One of the tests for Fair Use in the US, as I understand it, would be whether the archived work "competes" with the original.
If people start going to IA instead to read the news, the newspaper might have a claim. But if they're doing it to get around paywalls, or purely for archival/historical/research purposes, that may be allowed.
But the reality is such decisions are subjective and will be up to whatever judge happens to get such a case in front of them if this is challenged.
For the later, archive could just limit access to stuff that's less than 7 days old.
Redditors then had the gall to pretend like it wasn’t their number one use case.
First of all it's a lot faster than archive.org, second of all they are much better at bypassing the paywalls. In some cases the operator even seems to have taken up a subscription or at least a user account (in some cases you could see there is a user logged in). They're really clever at this.
For this site the main purpose is indeed the bypass.
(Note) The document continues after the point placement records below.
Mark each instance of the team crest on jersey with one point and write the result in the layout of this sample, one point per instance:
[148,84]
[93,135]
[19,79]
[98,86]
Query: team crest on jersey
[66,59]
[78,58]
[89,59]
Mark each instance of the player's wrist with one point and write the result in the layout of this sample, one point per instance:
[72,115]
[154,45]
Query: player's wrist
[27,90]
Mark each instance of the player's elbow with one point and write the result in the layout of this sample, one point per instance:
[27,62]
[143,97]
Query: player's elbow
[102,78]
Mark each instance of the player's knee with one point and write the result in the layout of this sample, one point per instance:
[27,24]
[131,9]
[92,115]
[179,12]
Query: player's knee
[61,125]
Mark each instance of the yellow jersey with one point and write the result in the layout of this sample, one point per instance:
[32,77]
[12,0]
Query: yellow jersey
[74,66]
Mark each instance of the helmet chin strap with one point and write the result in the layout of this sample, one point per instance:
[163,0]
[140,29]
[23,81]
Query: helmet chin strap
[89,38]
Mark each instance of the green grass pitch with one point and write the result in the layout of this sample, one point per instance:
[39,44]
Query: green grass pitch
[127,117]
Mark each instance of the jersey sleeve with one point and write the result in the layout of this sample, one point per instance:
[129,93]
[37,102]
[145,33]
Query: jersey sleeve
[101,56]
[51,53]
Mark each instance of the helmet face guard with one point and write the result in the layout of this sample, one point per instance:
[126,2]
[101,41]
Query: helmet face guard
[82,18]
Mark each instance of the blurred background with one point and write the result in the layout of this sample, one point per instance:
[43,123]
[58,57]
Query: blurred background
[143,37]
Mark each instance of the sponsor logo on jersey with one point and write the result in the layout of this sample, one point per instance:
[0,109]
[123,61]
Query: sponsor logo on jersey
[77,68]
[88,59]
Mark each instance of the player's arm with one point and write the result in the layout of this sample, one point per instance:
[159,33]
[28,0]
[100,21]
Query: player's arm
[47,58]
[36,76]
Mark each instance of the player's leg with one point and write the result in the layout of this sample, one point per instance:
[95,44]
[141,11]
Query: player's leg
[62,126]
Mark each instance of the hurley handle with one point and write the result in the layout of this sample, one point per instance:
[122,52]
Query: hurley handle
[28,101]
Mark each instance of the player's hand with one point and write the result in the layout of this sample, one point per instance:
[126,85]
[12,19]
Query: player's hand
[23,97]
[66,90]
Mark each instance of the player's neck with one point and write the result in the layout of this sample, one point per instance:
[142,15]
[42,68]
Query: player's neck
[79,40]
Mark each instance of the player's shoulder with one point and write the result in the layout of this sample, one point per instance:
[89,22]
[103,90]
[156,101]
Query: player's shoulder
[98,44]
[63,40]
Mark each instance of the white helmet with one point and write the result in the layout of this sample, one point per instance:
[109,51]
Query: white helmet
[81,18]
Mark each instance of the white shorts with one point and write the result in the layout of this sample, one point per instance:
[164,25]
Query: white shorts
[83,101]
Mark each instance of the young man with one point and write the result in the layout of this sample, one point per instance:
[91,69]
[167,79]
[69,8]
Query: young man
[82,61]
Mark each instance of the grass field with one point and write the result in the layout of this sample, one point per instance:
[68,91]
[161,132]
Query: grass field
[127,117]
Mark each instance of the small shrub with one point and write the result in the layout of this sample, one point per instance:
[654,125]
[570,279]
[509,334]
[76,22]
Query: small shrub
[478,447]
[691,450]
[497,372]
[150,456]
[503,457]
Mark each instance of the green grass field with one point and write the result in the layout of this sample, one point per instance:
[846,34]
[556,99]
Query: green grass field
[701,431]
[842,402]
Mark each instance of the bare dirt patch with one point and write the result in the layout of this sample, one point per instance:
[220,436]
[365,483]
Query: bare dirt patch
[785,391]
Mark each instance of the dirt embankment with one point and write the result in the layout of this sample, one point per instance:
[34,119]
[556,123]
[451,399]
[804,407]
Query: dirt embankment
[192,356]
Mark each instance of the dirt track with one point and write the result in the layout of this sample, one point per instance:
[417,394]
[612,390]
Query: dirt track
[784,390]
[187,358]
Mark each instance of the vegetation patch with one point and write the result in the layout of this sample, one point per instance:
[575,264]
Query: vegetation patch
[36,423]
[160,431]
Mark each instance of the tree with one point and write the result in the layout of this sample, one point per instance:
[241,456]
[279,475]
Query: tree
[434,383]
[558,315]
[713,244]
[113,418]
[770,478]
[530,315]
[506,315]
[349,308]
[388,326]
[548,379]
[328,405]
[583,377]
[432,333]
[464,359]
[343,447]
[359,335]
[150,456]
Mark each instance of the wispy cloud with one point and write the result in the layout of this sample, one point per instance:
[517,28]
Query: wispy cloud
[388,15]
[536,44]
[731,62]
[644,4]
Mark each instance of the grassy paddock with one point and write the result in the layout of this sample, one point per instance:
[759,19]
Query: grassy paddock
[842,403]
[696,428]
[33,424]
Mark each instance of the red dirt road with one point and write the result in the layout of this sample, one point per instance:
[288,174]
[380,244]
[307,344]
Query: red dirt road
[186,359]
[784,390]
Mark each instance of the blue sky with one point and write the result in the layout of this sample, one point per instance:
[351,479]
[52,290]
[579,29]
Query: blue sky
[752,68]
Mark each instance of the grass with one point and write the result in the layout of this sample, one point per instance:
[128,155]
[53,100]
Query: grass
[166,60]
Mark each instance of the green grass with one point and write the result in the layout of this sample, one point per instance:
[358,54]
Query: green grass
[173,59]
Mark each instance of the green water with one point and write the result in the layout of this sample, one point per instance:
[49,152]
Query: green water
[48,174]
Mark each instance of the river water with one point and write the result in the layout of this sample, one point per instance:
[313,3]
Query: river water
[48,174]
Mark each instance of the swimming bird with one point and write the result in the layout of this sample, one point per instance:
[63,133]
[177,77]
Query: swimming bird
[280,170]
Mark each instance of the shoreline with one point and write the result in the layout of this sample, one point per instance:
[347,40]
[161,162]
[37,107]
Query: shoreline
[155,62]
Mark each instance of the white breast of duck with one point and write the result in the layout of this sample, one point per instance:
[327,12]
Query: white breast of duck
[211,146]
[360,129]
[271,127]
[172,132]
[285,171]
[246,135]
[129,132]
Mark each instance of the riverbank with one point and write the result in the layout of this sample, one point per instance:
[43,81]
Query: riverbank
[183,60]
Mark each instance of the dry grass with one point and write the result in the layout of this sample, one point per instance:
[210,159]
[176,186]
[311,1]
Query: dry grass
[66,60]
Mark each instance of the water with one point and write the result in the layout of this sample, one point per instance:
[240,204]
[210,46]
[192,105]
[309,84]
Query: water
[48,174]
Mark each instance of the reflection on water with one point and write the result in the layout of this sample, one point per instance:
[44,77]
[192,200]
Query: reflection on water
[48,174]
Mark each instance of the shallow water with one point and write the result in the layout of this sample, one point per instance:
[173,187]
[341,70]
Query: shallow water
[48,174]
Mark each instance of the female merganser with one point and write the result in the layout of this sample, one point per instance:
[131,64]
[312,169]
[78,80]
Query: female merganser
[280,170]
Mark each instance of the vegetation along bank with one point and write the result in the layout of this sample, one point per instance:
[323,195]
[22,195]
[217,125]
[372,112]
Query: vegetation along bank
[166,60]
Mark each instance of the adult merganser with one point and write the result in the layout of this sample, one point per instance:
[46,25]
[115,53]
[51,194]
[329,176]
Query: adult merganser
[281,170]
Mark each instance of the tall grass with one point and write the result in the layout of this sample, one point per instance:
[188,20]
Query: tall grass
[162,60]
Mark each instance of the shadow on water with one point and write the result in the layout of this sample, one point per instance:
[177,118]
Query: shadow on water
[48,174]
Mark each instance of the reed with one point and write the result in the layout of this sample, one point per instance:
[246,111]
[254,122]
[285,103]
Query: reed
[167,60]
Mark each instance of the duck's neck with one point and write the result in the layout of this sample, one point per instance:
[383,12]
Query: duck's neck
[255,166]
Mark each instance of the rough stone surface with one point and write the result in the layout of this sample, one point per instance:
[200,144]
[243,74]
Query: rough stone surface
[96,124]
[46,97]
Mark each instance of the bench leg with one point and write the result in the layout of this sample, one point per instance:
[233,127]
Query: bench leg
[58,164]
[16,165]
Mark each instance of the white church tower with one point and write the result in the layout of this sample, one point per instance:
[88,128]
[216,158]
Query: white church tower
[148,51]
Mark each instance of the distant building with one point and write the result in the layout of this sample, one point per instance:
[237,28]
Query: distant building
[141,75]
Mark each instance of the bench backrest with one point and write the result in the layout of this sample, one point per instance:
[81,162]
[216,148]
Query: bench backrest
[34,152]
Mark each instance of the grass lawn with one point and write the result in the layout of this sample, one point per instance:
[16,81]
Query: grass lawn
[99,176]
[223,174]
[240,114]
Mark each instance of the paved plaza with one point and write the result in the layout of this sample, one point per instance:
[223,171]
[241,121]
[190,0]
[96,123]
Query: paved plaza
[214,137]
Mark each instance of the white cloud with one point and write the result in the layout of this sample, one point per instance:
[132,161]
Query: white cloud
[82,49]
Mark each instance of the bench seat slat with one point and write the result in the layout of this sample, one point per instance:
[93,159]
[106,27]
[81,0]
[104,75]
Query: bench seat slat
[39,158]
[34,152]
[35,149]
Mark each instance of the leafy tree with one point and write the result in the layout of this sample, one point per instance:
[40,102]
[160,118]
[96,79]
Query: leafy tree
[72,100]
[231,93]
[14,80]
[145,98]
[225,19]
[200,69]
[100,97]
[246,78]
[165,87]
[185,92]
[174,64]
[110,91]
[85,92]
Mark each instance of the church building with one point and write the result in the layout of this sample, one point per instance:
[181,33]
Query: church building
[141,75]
For the internet archive it's not.
And yeah it could easily be fixed by just publishing the pages a month later or so.
Obviously, a business needs to have an income but it's becoming more common for businesses to function first and foremast as revenue generators and the thing that enables that is only seen as a means to an end. When the quality of the product/service and it's function as a revenue generator diverge, the product/service will always take 2nd chair.
Maybe we could argue that the primary product is the revenue, especially when there are investors involved who are looking for big returns.
There is no media theory of information of what happens when info explodes beyond capacity of the system to consume it. (UN report on Attention Economy says less than 1% is actually consumed by humans)
So media orgs, instead of coming up with one, they just keep mindlessly doing what they know how to do - generate more info. Platforms and corps subsidize this activity for their own interests.
So media orgs have no signal/warped signals of how useless what they are doing is.
https://www.uh.edu/news-events/stories/052815watchingtvracia...
https://www.mediamatters.org/legacy/video-what-happens-when-...
Historically-speaking, if your local news can twist the context to make you easier to sell to (products, services, ideologies), they will do that.
2. And that if news sites offered the text for free but paywalled images they'd be more sustainable than they are now?